Watch actively: pause, predict whether the next pair will swap, and decide which value will settle at the end of the pass.

This implementation shows how repeated adjacent comparisons and swaps gradually move larger values to the right until the array becomes sorted.

Guided Worksheet (Pause & Predict)

These worksheet prompts are designed to support active learning during the animation.
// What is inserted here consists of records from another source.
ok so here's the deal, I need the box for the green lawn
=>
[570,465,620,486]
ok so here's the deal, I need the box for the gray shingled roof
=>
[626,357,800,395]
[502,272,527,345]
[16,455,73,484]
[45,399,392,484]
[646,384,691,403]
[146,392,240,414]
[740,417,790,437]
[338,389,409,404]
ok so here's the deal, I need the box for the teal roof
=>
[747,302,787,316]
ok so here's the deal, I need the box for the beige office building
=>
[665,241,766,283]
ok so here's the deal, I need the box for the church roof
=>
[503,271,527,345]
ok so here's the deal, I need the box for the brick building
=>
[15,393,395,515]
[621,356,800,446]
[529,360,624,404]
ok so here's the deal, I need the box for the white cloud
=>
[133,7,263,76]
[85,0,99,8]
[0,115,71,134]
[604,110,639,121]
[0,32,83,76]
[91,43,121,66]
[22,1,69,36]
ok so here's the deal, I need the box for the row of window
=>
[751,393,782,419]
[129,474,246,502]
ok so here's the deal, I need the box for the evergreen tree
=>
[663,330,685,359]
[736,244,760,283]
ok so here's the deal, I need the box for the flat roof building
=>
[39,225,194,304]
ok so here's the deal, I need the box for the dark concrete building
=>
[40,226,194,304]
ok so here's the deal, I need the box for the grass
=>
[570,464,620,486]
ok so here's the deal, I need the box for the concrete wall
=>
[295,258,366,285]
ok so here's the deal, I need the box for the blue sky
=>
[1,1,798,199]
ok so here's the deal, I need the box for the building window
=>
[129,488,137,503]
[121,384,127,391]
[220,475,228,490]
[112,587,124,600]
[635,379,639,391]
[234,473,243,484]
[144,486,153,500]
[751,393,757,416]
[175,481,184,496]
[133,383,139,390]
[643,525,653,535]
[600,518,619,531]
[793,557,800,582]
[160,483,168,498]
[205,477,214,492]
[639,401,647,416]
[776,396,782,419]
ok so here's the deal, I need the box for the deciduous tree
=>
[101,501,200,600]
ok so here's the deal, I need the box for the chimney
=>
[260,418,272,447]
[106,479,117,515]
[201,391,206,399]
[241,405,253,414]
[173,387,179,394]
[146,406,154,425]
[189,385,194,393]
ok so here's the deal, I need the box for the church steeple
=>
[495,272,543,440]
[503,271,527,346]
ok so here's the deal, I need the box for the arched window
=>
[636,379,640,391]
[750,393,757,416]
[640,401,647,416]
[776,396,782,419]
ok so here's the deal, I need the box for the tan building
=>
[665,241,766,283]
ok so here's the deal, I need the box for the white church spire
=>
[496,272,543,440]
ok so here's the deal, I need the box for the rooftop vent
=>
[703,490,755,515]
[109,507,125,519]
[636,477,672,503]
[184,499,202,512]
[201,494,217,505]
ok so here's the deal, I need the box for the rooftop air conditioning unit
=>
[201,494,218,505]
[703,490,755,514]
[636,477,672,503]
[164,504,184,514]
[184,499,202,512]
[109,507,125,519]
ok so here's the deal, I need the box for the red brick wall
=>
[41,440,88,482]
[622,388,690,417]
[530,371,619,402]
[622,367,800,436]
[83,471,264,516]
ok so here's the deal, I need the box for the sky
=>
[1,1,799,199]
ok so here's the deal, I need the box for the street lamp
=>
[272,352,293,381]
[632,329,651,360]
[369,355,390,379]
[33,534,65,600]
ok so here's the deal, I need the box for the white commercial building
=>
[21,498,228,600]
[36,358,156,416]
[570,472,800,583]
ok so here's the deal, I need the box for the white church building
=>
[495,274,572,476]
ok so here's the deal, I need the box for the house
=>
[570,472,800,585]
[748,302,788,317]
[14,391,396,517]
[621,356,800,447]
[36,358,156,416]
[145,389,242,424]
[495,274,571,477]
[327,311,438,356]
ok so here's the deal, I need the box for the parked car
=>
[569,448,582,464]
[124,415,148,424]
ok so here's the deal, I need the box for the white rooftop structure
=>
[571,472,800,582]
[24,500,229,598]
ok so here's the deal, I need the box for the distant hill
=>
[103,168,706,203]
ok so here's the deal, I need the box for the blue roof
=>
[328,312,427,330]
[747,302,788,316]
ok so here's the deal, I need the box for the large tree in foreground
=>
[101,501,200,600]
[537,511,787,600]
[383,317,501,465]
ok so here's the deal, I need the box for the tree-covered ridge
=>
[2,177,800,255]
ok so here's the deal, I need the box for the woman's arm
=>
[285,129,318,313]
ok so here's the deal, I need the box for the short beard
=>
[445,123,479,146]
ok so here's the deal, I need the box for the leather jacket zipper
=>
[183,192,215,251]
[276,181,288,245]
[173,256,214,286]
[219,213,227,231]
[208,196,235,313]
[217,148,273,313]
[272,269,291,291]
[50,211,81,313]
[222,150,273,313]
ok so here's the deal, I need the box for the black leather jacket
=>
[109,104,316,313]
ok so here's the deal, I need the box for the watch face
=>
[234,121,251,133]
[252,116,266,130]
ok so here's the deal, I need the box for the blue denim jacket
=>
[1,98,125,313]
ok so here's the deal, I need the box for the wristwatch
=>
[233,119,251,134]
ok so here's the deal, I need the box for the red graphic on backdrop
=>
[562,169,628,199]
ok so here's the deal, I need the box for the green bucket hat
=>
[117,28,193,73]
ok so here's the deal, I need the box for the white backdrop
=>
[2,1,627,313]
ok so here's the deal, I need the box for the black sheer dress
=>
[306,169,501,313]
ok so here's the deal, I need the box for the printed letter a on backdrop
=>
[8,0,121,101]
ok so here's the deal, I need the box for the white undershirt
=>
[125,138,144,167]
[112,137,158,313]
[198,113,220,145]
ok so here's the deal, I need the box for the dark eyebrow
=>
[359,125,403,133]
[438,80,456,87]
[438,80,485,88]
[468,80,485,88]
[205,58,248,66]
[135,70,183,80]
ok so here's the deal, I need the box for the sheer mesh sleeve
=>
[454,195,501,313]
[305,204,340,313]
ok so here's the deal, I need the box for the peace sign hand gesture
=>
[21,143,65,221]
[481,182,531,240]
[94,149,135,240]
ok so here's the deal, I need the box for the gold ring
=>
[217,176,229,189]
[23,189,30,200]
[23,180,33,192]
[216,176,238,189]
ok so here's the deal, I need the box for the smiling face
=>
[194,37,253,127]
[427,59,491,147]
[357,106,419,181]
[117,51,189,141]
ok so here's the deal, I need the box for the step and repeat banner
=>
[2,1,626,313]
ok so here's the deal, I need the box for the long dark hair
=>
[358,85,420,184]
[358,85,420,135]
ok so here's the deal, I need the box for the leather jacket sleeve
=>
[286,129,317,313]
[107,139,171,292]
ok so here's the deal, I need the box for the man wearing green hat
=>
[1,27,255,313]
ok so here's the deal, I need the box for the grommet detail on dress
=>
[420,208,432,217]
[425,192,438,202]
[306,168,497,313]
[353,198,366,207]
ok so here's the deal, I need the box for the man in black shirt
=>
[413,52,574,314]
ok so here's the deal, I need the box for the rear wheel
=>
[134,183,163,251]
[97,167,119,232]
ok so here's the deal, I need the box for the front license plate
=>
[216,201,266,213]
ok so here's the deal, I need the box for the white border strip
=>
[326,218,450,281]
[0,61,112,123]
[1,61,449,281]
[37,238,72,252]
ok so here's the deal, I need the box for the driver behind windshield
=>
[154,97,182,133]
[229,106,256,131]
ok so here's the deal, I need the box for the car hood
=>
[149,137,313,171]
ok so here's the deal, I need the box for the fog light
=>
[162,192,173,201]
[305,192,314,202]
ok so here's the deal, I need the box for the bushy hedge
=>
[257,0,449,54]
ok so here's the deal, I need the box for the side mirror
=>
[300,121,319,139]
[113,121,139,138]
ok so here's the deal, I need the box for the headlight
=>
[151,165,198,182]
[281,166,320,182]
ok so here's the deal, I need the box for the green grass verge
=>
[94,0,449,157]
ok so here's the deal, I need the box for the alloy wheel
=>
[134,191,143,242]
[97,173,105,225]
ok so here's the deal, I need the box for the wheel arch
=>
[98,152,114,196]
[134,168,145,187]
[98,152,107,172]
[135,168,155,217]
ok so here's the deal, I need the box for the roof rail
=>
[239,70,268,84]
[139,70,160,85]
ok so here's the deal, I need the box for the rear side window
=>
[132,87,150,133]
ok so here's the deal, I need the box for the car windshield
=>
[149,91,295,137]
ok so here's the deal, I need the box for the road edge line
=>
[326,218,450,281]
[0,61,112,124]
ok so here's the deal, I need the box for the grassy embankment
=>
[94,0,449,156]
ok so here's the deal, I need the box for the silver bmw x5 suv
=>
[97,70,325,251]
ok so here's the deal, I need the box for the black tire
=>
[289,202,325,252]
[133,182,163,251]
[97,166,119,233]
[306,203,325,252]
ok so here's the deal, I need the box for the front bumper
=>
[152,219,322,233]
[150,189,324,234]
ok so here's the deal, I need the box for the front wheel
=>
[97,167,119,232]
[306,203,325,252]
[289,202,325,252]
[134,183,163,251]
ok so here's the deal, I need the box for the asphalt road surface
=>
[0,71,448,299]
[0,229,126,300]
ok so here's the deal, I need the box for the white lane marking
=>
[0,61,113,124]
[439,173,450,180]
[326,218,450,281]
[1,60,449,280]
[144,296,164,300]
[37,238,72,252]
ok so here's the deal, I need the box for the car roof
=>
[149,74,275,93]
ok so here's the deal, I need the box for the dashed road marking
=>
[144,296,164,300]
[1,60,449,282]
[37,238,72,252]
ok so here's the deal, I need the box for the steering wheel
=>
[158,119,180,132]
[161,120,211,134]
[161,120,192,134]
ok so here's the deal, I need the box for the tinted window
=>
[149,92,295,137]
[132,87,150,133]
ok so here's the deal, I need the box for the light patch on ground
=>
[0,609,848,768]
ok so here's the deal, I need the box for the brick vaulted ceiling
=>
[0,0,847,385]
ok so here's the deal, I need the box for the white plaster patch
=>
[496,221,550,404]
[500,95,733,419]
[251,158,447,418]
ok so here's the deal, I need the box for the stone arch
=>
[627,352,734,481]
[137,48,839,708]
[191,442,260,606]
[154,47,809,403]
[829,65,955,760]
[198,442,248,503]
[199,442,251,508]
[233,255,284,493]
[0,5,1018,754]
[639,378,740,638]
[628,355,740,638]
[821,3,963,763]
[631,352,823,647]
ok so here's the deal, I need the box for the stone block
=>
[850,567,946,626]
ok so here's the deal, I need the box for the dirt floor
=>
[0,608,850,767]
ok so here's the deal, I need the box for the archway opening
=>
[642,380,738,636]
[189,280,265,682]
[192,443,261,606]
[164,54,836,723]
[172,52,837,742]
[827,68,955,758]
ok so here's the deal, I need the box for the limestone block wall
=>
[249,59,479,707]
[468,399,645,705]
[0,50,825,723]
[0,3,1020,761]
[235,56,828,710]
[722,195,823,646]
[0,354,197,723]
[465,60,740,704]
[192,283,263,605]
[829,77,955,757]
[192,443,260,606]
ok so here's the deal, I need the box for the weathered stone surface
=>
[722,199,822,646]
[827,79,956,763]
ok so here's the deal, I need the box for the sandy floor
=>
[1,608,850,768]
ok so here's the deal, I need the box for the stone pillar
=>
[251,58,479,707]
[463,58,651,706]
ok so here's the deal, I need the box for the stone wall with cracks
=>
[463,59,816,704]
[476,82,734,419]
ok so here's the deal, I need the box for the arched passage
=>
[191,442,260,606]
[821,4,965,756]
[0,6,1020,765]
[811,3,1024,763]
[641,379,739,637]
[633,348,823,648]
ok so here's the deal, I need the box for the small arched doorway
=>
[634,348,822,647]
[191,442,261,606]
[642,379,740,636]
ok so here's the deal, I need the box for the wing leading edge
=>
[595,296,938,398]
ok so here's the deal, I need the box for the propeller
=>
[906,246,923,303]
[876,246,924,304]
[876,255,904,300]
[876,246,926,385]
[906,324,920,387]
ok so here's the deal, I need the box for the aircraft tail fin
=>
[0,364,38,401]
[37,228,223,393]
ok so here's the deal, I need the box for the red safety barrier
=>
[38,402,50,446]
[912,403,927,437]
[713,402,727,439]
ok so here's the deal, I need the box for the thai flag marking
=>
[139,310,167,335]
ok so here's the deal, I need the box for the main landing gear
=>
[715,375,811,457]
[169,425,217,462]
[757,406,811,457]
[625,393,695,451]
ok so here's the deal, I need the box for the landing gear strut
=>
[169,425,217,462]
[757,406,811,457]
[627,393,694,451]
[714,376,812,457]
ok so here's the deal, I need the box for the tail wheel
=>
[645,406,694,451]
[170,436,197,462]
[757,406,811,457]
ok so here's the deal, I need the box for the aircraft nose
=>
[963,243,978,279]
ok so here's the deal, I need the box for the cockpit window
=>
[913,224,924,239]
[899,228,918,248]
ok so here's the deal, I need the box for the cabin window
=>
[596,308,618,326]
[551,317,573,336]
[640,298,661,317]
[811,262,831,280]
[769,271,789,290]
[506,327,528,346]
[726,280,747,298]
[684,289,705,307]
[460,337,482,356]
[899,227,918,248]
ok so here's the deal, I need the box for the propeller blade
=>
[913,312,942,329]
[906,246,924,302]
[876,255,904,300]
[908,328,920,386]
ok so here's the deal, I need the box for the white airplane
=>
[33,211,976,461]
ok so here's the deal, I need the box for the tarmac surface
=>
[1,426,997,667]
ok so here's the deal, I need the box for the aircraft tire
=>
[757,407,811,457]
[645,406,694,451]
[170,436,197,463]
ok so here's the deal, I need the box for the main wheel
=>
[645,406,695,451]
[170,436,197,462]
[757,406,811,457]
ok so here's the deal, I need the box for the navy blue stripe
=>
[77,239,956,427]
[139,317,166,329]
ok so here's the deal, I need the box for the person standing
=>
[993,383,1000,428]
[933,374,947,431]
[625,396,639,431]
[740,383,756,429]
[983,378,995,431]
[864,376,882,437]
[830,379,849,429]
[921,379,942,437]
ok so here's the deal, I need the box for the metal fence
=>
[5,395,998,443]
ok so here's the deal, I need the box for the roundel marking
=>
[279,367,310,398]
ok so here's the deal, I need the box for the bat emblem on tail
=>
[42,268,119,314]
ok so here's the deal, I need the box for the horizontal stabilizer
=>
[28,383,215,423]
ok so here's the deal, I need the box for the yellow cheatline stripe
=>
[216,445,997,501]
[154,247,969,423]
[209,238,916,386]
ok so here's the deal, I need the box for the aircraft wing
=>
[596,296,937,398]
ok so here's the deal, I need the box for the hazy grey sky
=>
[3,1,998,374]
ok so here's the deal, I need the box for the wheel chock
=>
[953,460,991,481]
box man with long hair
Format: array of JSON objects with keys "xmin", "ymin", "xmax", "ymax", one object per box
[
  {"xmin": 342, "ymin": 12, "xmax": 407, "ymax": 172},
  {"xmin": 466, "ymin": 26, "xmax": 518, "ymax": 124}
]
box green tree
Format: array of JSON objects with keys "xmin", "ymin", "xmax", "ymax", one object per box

Pause the video at each pass, predict what will happen next, then continue to confirm or revise your reasoning.

Part 1 — Reading the Current Pair

Which two adjacent values are being compared right now?
Are they already in the correct order?
Should a swap happen, or should the algorithm move on?

Part 2 — Predict the End of the Pass

Which value do you think will bubble to the end of the current unsorted region?
Why is that value likely to end there after repeated comparisons?
What part of the array will no longer need attention after this pass?

Part 3 — After the Pass

Which value reached its final sorted position?
How did the unsorted region change before the next pass begins?
What pattern will repeat in the next pass?

Focus on the repeated cycle: compare neighbors, swap only if needed, and finish the pass knowing one more value is in its final place.

Assessment Strategy

This module evaluates understanding through guided prediction, pass-by-pass tracing, and comparison of sorting behavior.

Formative assessment (during learning): Students predict the next swap and explain why a pair should or should not change order.
- Which pair is being compared right now?
- Should the values swap, and why?
- What does this comparison contribute to the current pass?
Application assessment (state + process): Students explain how each pass changes the array and shrinks the unsorted region.
- Which value reached its final position after this pass?
- What part of the array is now effectively sorted?
- What will the next pass need to do?
Summative assessment (after learning): A short exit check confirms whether students can explain both the logic and the limitations of Bubble Sort.
- How does Bubble Sort use adjacent comparisons to sort an array?
- Why does one pass not completely sort the array?
- How is Bubble Sort different from Selection Sort and Insertion Sort?

Assessment Activities

Prediction prompts before each adjacent comparison.
Pass-tracing questions showing how one value reaches the end.
Sorted-region checks after each completed pass.
Comparison questions contrasting Bubble Sort with other beginner sorting methods.

Inclusive Design

Explicit adjacent-pair cues reduce cognitive search during comparisons.
Separation of comparison and swap supports learners who need a slower reasoning tempo.
Pacing control supports repeated review of each pass.
Guided worksheet prompts support different learning preferences.

Instructional Impact

The module helps learners move from memorizing Bubble Sort as a repetitive list of swaps to understanding it as a structured pass-based process built on adjacent comparison, conditional movement, and gradual reduction of the unsorted region.